丹念な加工は外装だけではない。ケースの中で息づくムーブメントも最新の水準に引き上げられている。自社製キャリバー3187にはロレックスが開発した耐震軸受けのパラフレックス ショック・アブソーバーが採用されている。パラフレックス ショック・アブソーバーは天真が衝撃を受けて揺れ動いた時の安定性が高く、あるべき位置に正確に戻すことができる機構だ。さらに、新しいエクスプローラーIIには、ブルーパラクロム・ヘアスプリングが搭載されている。パラクロムはニオブとジルコニウムの合金だが、このヘアスプリングは完璧なまでの耐磁性を持つだけでなく、従来のものより形状の安定性が断然優れ、形崩れを起こしにくい。エンドカーブはロレックスではおなじみの巻き上げ式。芸術的なまでに曲げられた渦巻きが脈打つように動く。緩急針のないフリースプラング方式も見慣れた機構のひとつだ。テンワに取り付けられたマイクロステラナットは、専用の特製工具で調整される。テンプを押さえているのはがっしりした両持ちブリッジだ。片持ちのテンプ受けと比較すると、このパーツも精度の向上に貢献している。このブリッジのおかげでテンプは上部にゆとりを持って固定されているので、姿勢差誤差が極小で収まるようになっているのだ。

エクスプローラーIIに限らず、ロレックスのプロフェッショナルモデルではケースの裏蓋をトランスパレントにしないのがお決まりだが、ムーブメントは目に触れないにもかかわらず美しく仕上げられている。ローターとローターブリッジには放射状サテン、スティールパーツには筋目、地板にはペルラージュの装飾研磨が施され、ブリッジなどの縁は面取りされて磨き込まれている。さらに、ネジ穴やルビーまでエッジは丁寧に角を落とされ、磨かれているのだ。
さて、ロレックスといえば高精度が決まり文句だが、今回のモデルはどうだろうか? 着用テストではほとんどパーフェクトな結果が出た。日差はプラス1・5秒から2秒の間に収まっていたのだ。ロレックスではクロノメーター基準に則り5姿勢で調整が行われているだけに、歩度測定機にかけたデータは良好であった。だが、「3時右」のポジションでの数値だけは、ほかの姿勢とは明らかな違いが出ている。このモデルはC.O.S.C.認定クロノメーターだが、最大姿勢差は8秒であった。しかし、平均日差はプラス1・5秒となり、総合すると、とても優秀だと言っていいだろう。

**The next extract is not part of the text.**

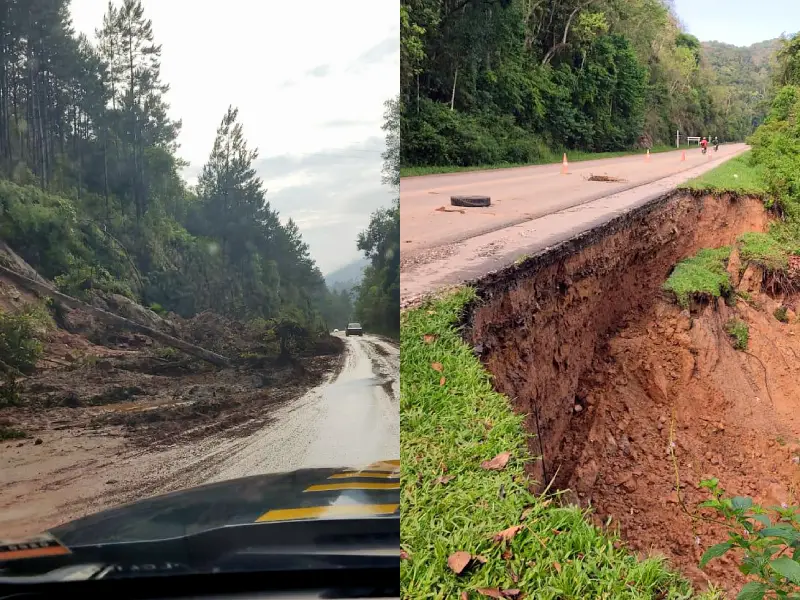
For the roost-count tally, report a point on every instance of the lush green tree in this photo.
(90, 185)
(488, 81)
(377, 303)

ところで、今回のリニューアルに伴って、価格改定が行われた。リニューアル前は56万7000円であったが、新作では69万3000円。これは独自のパラクロム・ヘアスプリングやパラフレックス ショック・アブソーバーを搭載するなど、技術の改良が反映された結果なのだろう。ロレックスは生産体制を近代化し、研磨作業は工業用ロボットを導入している。一品一品が一点物のような職人技的ハンドエングレービングなどは望むべくもないが、逆に最新システムではケースや針、ブレスレット、そして、ムーブメントも出来にむらのないパーフェクトな仕上がりになる。こういった生産体制は年産数が多いからこそ可能なのだが、他人と同じ時計はしたくないというユーザーには、いかに魅力的な時計を作っていてもロレックスはスルーの対象となるかもしれない。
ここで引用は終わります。